The government is gradually announcing measures to help the country cope with the coronavirus (Covid-19) pandemic. One plan, aimed at small and medium-sized businesses (SMEs), is the Coronavirus Business Interruption Loan Scheme (CBILS). But questions have already arisen over just how helpful this scheme will actually be.
Government support for SMEs?
The government describes its assistance as:
A package of temporary, timely and targeted measures to support public services, people and businesses through this period of disruption caused by COVID-19.
Within this, the CBILS offers SMEs the ability to take out loans of up to £5m. The government says it will: “provide lenders with a guarantee of 80% on each loan… to give lenders further confidence in continuing to provide finance to SMEs”. On the face of it, this sounds like good news. Government-secured loans to enable SMEs to weather the storm.
Buyer beware
The British Business Bank, which the government owns, is backing the scheme. In its CBILS guidance, it makes the point that “the borrower remains 100% liable for the debt”. Times business journalist James Hurley unpacked the consequences of this in a Twitter thread:
There's lots of confusion around the government's emergency loan scheme that was launched today. The most important thing for business owners to remember is: forget about the 80% government guarantee. It is NOT for your benefit. It is to give the bank the confidence to lend.
— James Hurley (@jameshurley) March 23, 2020
Hurley warns that some banks may suggest to potential borrowers that the government guarantee covers them. Whereas, he says, the guarantee is entirely for the benefit of the banks, to encourage them to lend. Hurley stresses that business owners could find their own personal assets at risk if they can’t keep up repayments in the future. This is because some lenders are including personal guarantees in their agreements.
As BBC economics correspondent Andy Verity explains, there are big differences in how different lenders are interpreting the scheme. Verity identifies HSBC and Barclays as two banks which are demanding personal guarantees from business owners who want to use the CBILS. This could mean the banks are able to seize any assets except the business owner’s house in order to recoup their losses. The government would then reimburse the bank with 80% of the amount still outstanding. But Royal Bank of Scotland is making no such demands, which Verity says proves “that more generous terms can be offered”. He claims: “The other banks will now come under pressure from business customers to copy RBS”.
Government support for the banks
Verity quotes business owner and head of the SME Alliance Andy Keats’s response to the situation: “Yet again, it is the banks and not businesses who will receive the funds to help SMEs”. Keats summed it up:
As things stand, the proposed loans mean the banks have no risk, the government has a small risk and businesses and their officers have 100% risk.

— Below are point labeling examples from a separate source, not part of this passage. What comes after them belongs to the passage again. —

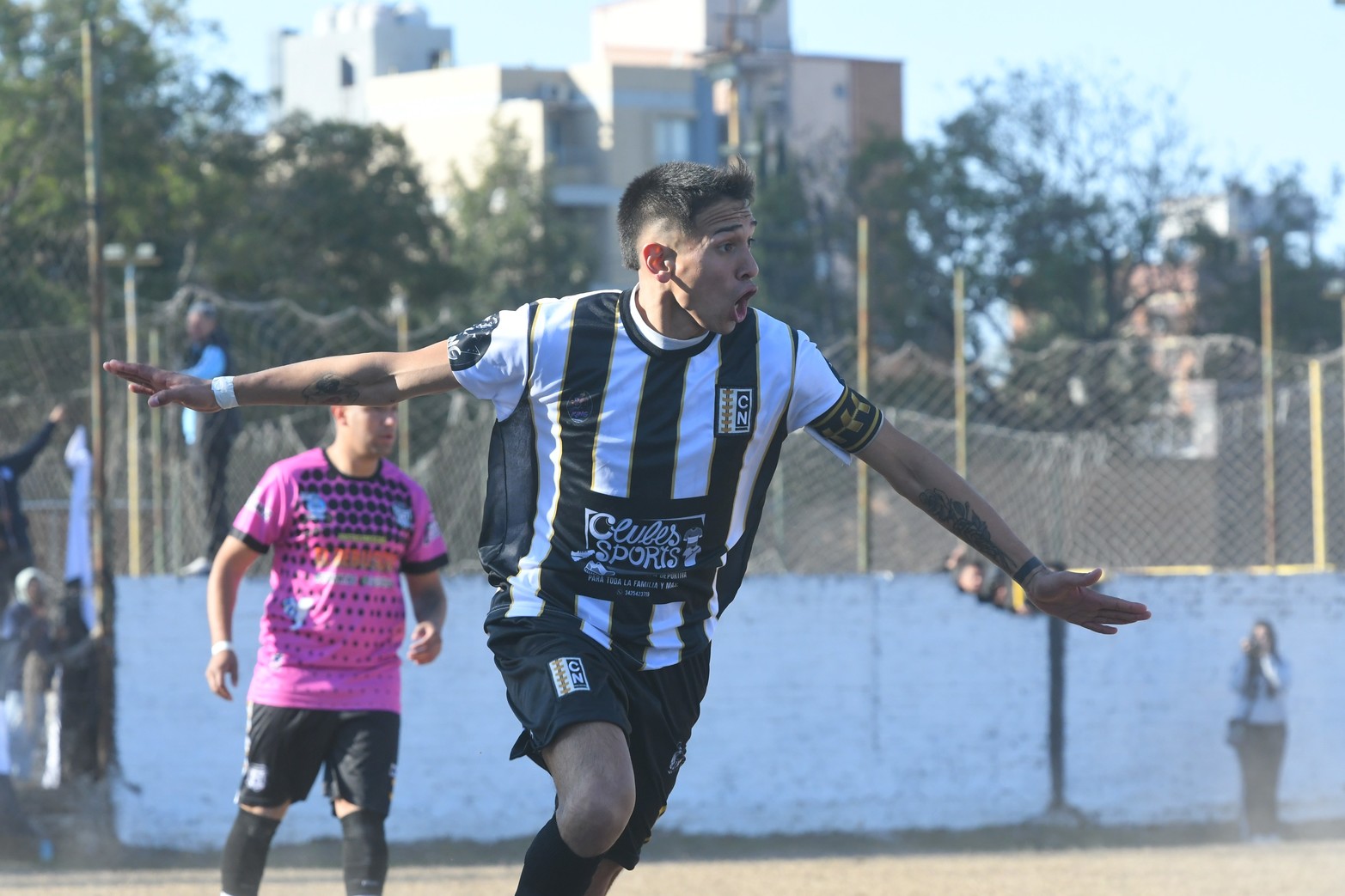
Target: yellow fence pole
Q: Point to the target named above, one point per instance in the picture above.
(1314, 406)
(959, 369)
(1269, 404)
(862, 377)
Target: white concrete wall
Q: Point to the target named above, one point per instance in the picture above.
(844, 704)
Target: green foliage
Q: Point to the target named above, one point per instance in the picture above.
(328, 214)
(792, 242)
(516, 244)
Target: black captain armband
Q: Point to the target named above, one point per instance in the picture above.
(852, 423)
(1026, 570)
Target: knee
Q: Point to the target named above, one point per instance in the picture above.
(590, 820)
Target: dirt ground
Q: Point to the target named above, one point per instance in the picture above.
(780, 867)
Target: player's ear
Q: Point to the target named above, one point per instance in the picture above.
(659, 260)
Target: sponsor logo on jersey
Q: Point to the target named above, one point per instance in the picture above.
(733, 415)
(621, 544)
(297, 610)
(469, 346)
(256, 777)
(315, 505)
(568, 675)
(578, 408)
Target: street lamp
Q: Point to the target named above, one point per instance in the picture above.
(114, 253)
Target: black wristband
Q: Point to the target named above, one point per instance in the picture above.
(1026, 570)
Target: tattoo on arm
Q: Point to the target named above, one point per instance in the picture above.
(331, 389)
(962, 521)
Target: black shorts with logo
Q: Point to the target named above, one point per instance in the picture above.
(557, 677)
(285, 747)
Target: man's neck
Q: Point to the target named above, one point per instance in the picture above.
(349, 463)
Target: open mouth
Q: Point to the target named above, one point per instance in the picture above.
(740, 307)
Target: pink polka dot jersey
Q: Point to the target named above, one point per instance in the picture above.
(335, 615)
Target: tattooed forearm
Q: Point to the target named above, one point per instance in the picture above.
(331, 389)
(962, 521)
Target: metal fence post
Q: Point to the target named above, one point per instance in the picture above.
(862, 381)
(1269, 403)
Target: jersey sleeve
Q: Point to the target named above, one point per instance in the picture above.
(426, 551)
(490, 358)
(266, 515)
(835, 413)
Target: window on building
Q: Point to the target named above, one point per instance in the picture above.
(671, 140)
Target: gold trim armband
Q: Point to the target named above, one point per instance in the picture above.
(850, 423)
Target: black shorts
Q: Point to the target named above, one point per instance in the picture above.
(557, 679)
(285, 747)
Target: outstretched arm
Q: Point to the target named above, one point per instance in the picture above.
(370, 378)
(926, 480)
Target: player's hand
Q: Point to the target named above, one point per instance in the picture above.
(164, 387)
(1071, 598)
(425, 643)
(223, 665)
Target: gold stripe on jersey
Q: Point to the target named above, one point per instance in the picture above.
(850, 423)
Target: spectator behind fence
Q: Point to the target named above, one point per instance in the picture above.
(1258, 731)
(209, 436)
(15, 546)
(76, 712)
(24, 635)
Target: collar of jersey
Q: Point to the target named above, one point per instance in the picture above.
(633, 330)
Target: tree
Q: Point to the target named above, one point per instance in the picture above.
(794, 252)
(516, 242)
(1079, 175)
(333, 214)
(145, 92)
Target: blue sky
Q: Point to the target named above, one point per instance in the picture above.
(1261, 85)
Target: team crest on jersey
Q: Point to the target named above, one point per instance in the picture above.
(259, 505)
(256, 777)
(568, 675)
(733, 411)
(469, 346)
(578, 408)
(315, 505)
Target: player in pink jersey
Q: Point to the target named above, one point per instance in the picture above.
(326, 691)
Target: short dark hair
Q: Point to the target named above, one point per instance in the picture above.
(676, 192)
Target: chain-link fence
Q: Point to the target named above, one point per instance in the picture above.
(1128, 454)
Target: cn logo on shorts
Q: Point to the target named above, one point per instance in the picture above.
(568, 675)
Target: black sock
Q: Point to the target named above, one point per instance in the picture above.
(364, 850)
(550, 867)
(245, 853)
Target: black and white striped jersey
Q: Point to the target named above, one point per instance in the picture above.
(627, 479)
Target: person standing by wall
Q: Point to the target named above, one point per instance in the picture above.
(24, 657)
(1261, 679)
(15, 546)
(209, 436)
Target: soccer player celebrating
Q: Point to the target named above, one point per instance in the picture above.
(637, 435)
(326, 692)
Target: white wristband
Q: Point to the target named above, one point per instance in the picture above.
(223, 389)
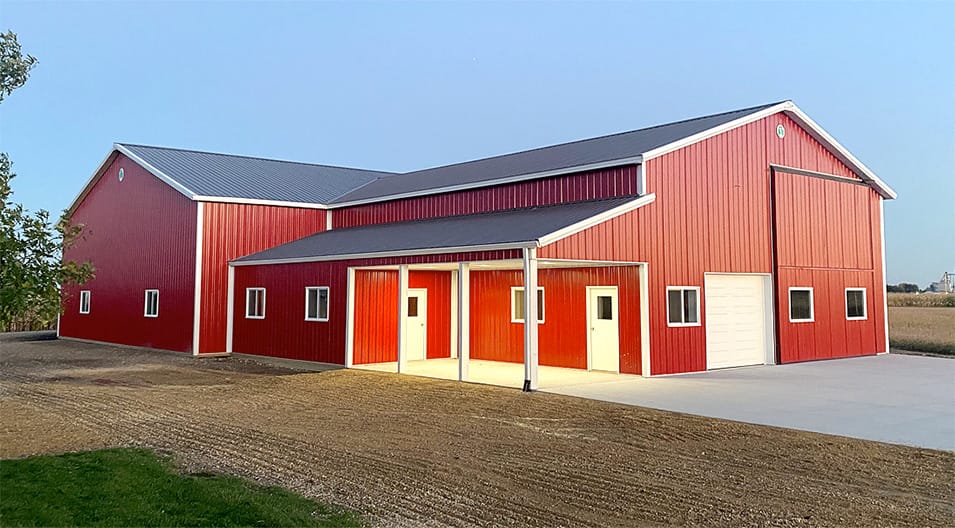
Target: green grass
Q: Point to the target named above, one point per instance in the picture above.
(135, 487)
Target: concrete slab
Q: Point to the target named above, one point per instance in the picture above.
(891, 398)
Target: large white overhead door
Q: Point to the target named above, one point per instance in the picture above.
(738, 326)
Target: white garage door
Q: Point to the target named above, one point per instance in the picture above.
(736, 320)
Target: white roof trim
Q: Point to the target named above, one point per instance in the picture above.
(841, 152)
(253, 201)
(386, 254)
(596, 219)
(488, 183)
(542, 241)
(155, 172)
(800, 117)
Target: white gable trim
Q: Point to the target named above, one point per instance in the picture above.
(596, 219)
(803, 120)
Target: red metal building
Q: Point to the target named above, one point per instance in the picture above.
(748, 237)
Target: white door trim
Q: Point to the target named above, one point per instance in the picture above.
(590, 351)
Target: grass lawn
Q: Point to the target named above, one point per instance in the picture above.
(922, 329)
(137, 487)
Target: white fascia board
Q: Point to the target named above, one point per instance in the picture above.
(155, 172)
(710, 132)
(596, 219)
(253, 201)
(91, 181)
(840, 152)
(489, 183)
(387, 254)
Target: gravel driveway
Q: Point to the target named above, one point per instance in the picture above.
(419, 452)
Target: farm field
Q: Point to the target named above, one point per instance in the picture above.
(922, 329)
(407, 451)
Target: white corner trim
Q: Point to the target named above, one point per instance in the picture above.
(840, 152)
(154, 171)
(488, 183)
(230, 310)
(710, 132)
(596, 219)
(885, 295)
(395, 253)
(197, 300)
(253, 201)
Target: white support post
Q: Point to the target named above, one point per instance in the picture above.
(644, 321)
(530, 319)
(402, 318)
(464, 320)
(350, 320)
(230, 309)
(454, 314)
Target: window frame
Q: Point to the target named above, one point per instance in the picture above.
(87, 295)
(318, 297)
(540, 305)
(146, 303)
(812, 304)
(682, 289)
(248, 293)
(865, 304)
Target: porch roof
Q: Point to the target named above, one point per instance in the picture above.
(511, 229)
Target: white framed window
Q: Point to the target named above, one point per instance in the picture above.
(683, 306)
(800, 305)
(255, 303)
(855, 304)
(151, 304)
(517, 304)
(85, 302)
(316, 303)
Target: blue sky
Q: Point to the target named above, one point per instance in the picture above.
(401, 86)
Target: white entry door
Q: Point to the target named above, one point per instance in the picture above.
(738, 330)
(416, 325)
(603, 320)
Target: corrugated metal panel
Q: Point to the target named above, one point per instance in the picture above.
(563, 335)
(139, 234)
(227, 175)
(712, 214)
(502, 227)
(233, 230)
(594, 150)
(607, 183)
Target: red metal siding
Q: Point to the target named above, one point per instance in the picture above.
(619, 181)
(284, 332)
(234, 230)
(563, 335)
(712, 214)
(828, 239)
(140, 234)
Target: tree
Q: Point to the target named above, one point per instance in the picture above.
(32, 268)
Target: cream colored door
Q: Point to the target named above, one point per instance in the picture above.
(603, 316)
(416, 325)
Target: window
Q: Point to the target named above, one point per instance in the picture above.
(255, 303)
(855, 304)
(683, 305)
(517, 305)
(316, 303)
(152, 304)
(85, 301)
(800, 305)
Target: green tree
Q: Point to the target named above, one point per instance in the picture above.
(32, 268)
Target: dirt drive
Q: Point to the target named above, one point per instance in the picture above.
(410, 451)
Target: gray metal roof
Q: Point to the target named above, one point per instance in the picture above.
(503, 227)
(577, 153)
(230, 176)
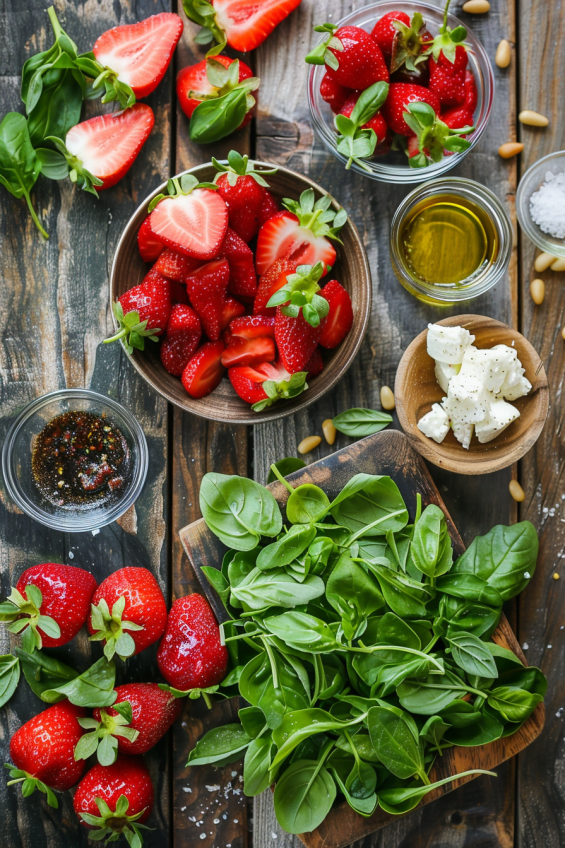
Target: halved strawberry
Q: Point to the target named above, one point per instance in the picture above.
(301, 233)
(339, 320)
(206, 289)
(139, 54)
(150, 247)
(192, 220)
(204, 370)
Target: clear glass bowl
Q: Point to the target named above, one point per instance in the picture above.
(18, 448)
(450, 293)
(530, 182)
(393, 167)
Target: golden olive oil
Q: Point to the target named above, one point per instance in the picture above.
(447, 240)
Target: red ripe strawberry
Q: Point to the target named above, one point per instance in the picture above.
(140, 716)
(143, 312)
(339, 320)
(150, 247)
(116, 799)
(243, 279)
(400, 95)
(190, 655)
(204, 371)
(139, 54)
(49, 605)
(206, 289)
(333, 93)
(176, 266)
(183, 336)
(42, 751)
(128, 612)
(105, 147)
(248, 351)
(242, 24)
(359, 63)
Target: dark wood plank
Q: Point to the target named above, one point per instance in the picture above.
(541, 817)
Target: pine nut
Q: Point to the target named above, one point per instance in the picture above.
(309, 443)
(543, 261)
(476, 7)
(533, 119)
(537, 291)
(329, 431)
(503, 54)
(516, 491)
(511, 148)
(387, 398)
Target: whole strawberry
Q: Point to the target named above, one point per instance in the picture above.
(42, 751)
(49, 605)
(191, 655)
(116, 800)
(128, 612)
(142, 713)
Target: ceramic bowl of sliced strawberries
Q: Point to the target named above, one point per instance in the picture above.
(400, 92)
(240, 291)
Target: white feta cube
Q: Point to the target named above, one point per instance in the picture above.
(435, 424)
(444, 372)
(448, 344)
(467, 400)
(500, 416)
(463, 433)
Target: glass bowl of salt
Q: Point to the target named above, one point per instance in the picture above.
(540, 203)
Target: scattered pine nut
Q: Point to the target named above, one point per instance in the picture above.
(543, 261)
(516, 491)
(533, 119)
(511, 148)
(329, 431)
(476, 7)
(309, 443)
(387, 398)
(537, 291)
(503, 54)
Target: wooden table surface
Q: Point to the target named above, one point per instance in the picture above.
(55, 312)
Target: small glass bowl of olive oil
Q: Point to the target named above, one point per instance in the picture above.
(451, 240)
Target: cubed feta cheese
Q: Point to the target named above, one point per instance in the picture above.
(500, 416)
(467, 400)
(444, 372)
(448, 344)
(435, 424)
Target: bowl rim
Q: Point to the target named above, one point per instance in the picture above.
(432, 451)
(281, 410)
(63, 522)
(407, 175)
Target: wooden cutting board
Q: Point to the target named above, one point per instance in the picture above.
(384, 453)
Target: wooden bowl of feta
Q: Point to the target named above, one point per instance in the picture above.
(471, 394)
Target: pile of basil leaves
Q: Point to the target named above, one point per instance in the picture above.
(362, 649)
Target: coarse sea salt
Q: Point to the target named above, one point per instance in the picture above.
(547, 205)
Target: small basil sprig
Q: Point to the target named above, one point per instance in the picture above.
(355, 140)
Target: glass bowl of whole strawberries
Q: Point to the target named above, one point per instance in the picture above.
(241, 291)
(399, 91)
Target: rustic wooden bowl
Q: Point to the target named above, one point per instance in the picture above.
(351, 269)
(416, 389)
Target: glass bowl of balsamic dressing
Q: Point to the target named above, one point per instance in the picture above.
(75, 460)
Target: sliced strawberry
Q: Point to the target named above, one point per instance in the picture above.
(243, 279)
(140, 53)
(193, 222)
(206, 289)
(204, 370)
(106, 146)
(176, 266)
(339, 320)
(150, 247)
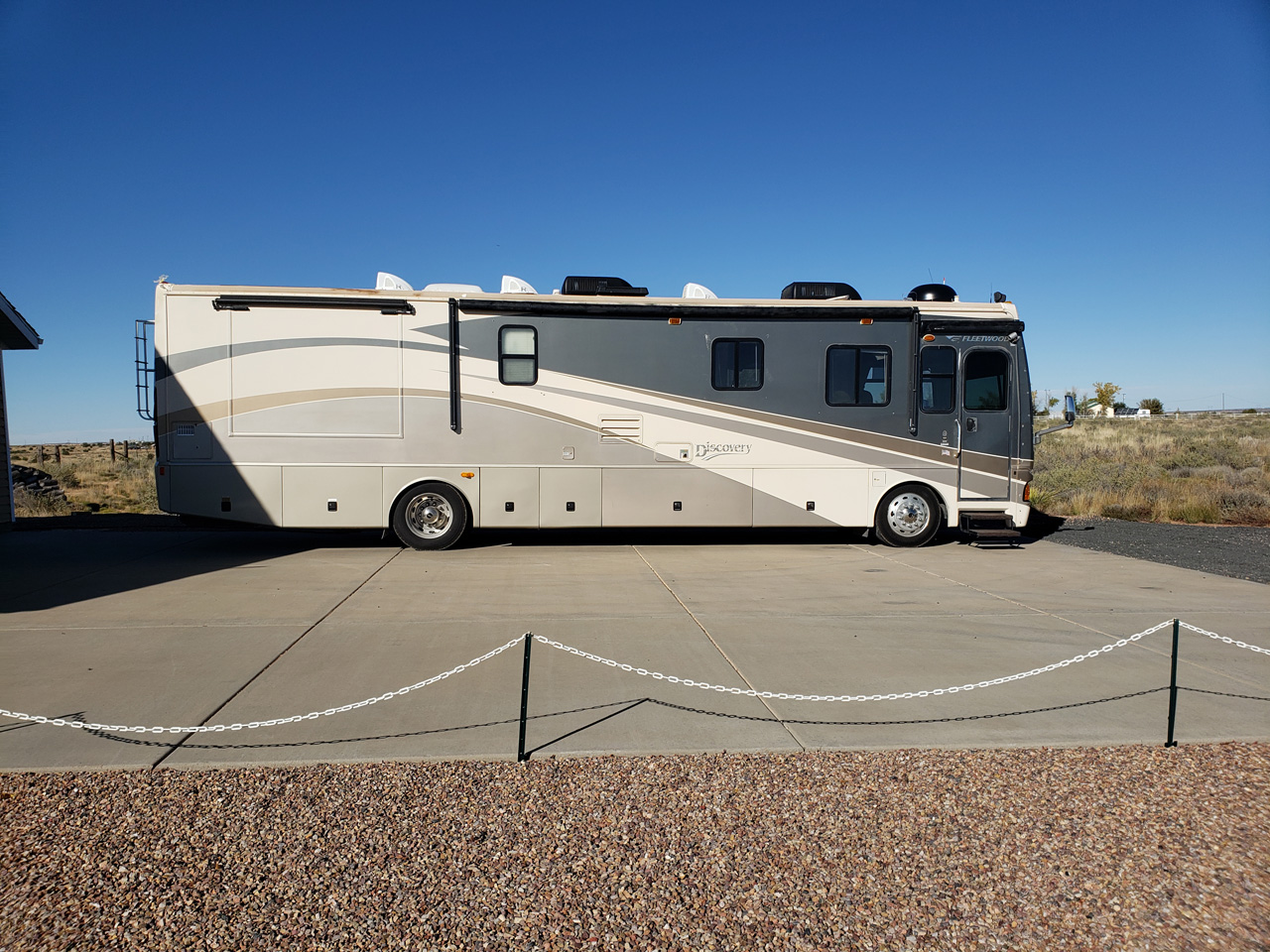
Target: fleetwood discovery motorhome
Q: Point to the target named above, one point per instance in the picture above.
(448, 408)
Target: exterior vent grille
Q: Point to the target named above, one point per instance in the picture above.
(621, 429)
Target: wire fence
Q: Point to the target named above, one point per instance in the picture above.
(529, 639)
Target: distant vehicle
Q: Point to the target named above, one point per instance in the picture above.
(432, 412)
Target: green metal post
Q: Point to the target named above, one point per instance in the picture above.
(521, 757)
(1173, 692)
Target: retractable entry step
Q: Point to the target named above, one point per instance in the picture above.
(996, 529)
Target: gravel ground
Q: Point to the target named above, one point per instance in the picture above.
(1023, 849)
(1234, 551)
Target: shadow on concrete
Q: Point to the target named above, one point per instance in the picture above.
(627, 705)
(698, 536)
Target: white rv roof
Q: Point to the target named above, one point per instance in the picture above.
(959, 308)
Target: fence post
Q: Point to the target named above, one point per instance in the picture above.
(521, 757)
(1173, 692)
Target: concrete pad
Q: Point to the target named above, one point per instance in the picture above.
(1047, 578)
(150, 676)
(183, 627)
(234, 579)
(432, 615)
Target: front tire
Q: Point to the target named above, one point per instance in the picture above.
(430, 517)
(907, 516)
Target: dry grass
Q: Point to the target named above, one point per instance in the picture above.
(1196, 470)
(91, 481)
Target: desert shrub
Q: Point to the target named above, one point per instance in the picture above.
(27, 504)
(1176, 470)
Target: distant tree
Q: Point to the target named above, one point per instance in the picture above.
(1105, 394)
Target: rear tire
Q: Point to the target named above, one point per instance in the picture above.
(431, 517)
(908, 516)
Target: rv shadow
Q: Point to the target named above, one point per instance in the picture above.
(489, 538)
(56, 561)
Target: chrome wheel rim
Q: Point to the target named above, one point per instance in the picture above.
(430, 516)
(908, 515)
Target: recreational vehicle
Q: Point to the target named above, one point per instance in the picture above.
(439, 411)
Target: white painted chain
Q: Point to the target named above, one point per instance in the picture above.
(1225, 640)
(272, 722)
(906, 696)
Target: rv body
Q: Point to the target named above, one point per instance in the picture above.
(431, 412)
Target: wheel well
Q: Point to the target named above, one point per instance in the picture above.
(418, 484)
(915, 484)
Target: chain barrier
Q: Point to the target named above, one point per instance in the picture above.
(252, 725)
(656, 675)
(888, 724)
(905, 696)
(1225, 693)
(1225, 640)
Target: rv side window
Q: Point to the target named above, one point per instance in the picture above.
(857, 376)
(987, 376)
(737, 363)
(939, 379)
(517, 354)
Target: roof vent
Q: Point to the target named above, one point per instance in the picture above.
(610, 287)
(454, 289)
(390, 282)
(515, 286)
(698, 291)
(820, 291)
(933, 293)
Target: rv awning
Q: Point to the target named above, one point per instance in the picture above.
(16, 334)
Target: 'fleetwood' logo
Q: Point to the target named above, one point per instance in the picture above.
(708, 451)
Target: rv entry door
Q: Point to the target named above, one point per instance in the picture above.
(985, 419)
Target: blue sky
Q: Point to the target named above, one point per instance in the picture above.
(1102, 164)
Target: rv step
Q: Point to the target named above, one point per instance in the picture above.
(989, 527)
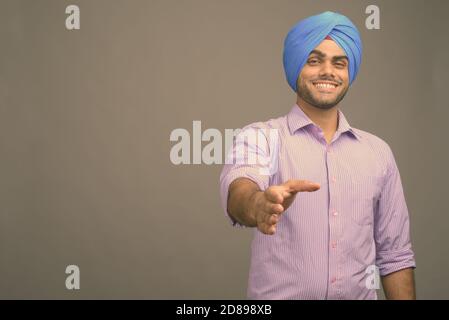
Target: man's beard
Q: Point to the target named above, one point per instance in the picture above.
(306, 95)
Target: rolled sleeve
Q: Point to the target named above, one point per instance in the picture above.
(248, 158)
(392, 225)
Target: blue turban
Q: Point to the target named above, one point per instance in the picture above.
(307, 34)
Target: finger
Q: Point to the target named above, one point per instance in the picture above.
(273, 208)
(274, 195)
(302, 185)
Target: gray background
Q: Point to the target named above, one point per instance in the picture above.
(85, 120)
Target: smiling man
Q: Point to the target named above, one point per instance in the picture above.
(335, 207)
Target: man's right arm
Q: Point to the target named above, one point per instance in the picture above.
(250, 206)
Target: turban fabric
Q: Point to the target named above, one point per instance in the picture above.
(307, 34)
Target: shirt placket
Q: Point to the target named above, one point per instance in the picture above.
(334, 281)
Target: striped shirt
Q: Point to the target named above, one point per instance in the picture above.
(331, 243)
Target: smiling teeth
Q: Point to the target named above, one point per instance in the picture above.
(325, 85)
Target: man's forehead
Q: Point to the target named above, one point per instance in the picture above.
(329, 47)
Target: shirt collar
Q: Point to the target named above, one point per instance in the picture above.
(297, 119)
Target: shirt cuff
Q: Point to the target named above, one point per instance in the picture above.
(226, 181)
(392, 261)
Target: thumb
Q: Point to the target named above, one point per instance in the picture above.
(301, 185)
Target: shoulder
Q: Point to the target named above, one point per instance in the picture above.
(279, 123)
(377, 145)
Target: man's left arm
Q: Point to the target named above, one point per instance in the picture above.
(399, 285)
(394, 254)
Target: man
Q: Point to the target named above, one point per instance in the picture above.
(334, 209)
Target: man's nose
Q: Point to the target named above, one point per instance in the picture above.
(327, 69)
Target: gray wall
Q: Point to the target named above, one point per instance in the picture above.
(86, 115)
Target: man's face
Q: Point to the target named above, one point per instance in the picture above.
(324, 79)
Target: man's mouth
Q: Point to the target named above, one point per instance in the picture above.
(325, 85)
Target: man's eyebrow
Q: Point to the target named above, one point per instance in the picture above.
(323, 55)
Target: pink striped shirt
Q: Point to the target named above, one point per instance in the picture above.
(327, 241)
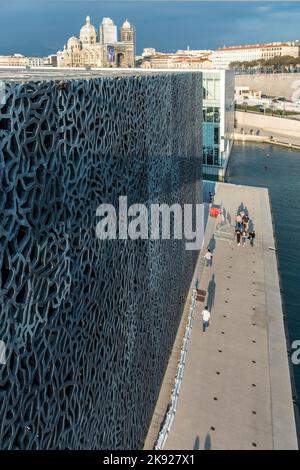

Further proof that we’re in strange times, beyond the BBC criticising banks, comes with Conservative MP Kevin Hollinrake pointing out the confusion in the government’s policy. Hollinrake, who chairs the All Party Parliamentary Group (APPG) on Fair Business Banking, says he asked Treasury chief secretary Steve Barclay if the CBILS would include personal guarantees. Barclay said it wouldn’t, but it appears that it does. Both Hollinrake and the APPG have demanded that personal guarantees are banned, saying the situation is “unprecedented”.
It seems at least some Tories are starting to see the shortcomings of always putting banks first.